FPGA Implementation of $\mathbb{F}_2$-Linear Pseudorandom Number Generators Based on Zynq MPSoC: a Chaotic Iterations Post Processing Case Study
This work addresses hardware security needs by optimizing PRNG implementations for FPGA platforms, though it is incremental as it builds on existing PRNG families and methods.
The authors implemented and compared 18 pseudorandom number generators (PRNGs) on an FPGA, analyzing their area, throughput, and statistical performance, and found that using chaotic iterations as post-processing improved the statistical profile of a combined PRNG that previously failed TestU01 tests.
Pseudorandom number generation (PRNG) is a key element in hardware security platforms like field-programmable gate array FPGA circuits. In this article, 18 PRNGs belonging in 4 families (xorshift, LFSR, TGFSR, and LCG) are physically implemented in a FPGA and compared in terms of area, throughput, and statistical tests.

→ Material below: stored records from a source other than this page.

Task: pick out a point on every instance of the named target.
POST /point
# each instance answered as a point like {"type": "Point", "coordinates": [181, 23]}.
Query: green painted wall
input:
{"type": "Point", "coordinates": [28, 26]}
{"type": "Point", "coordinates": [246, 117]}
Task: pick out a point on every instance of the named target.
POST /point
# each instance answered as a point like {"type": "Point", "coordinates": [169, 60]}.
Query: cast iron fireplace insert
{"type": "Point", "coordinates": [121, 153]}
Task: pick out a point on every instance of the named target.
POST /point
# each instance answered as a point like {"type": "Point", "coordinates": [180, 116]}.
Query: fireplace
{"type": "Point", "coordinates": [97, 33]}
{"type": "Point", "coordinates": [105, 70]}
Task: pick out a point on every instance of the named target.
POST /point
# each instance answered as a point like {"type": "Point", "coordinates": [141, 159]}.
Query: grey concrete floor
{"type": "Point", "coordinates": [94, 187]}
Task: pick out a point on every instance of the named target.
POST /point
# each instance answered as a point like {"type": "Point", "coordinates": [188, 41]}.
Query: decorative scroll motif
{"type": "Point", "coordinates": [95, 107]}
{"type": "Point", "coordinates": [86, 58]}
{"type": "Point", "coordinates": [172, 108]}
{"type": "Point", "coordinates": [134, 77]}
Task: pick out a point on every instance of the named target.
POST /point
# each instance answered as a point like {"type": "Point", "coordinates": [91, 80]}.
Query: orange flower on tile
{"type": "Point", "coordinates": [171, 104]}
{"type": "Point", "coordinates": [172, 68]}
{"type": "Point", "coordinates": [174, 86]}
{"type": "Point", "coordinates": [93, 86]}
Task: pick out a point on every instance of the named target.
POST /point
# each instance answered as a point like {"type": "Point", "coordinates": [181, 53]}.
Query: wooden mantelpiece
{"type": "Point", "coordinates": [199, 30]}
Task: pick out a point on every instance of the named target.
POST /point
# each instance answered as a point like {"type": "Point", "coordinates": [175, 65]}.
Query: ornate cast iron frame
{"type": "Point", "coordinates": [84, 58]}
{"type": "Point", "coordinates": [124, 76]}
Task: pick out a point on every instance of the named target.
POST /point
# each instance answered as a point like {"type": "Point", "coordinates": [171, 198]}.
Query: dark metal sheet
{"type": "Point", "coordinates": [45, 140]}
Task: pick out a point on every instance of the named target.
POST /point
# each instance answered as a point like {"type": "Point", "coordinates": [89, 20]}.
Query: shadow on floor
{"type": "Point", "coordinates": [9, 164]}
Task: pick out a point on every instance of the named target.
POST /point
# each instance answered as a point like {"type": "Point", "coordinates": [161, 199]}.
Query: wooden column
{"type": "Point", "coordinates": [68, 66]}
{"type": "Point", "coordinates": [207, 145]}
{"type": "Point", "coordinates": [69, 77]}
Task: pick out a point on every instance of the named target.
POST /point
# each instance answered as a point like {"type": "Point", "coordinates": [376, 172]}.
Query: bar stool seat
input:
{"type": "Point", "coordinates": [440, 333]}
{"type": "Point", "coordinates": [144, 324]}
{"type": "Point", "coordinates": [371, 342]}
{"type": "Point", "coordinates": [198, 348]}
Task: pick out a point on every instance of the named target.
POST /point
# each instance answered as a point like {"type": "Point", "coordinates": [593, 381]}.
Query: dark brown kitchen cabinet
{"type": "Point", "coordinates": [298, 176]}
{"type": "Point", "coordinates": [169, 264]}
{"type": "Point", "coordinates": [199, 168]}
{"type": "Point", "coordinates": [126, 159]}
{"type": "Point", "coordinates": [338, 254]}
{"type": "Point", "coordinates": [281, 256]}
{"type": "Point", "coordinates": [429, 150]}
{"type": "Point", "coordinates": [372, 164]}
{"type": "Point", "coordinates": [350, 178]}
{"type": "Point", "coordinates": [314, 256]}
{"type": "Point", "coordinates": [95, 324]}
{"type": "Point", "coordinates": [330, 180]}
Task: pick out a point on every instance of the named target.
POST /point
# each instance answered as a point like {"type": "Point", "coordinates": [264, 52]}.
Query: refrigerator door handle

Two flows of conception are used for Register Transfer Level (RTL) and High-level Synthesis (HLS). Additionally, the relations between linear complexity, seeds, and arithmetic operations on the one hand, and the resources deployed in FPGA on the other hand, are deeply investigated. In order to do that, a SoC based on Zynq EPP with ARM Cortex-$A9$ MPSoC is developed to accelerate the implementation and the tests of various PRNGs on FPGA hardware. A case study is finally proposed using chaotic iterations as a post processing for FPGA. The latter has improved the statistical profile of a combination of PRNGs that, without it, failed in the so-called TestU01 statistical battery of tests.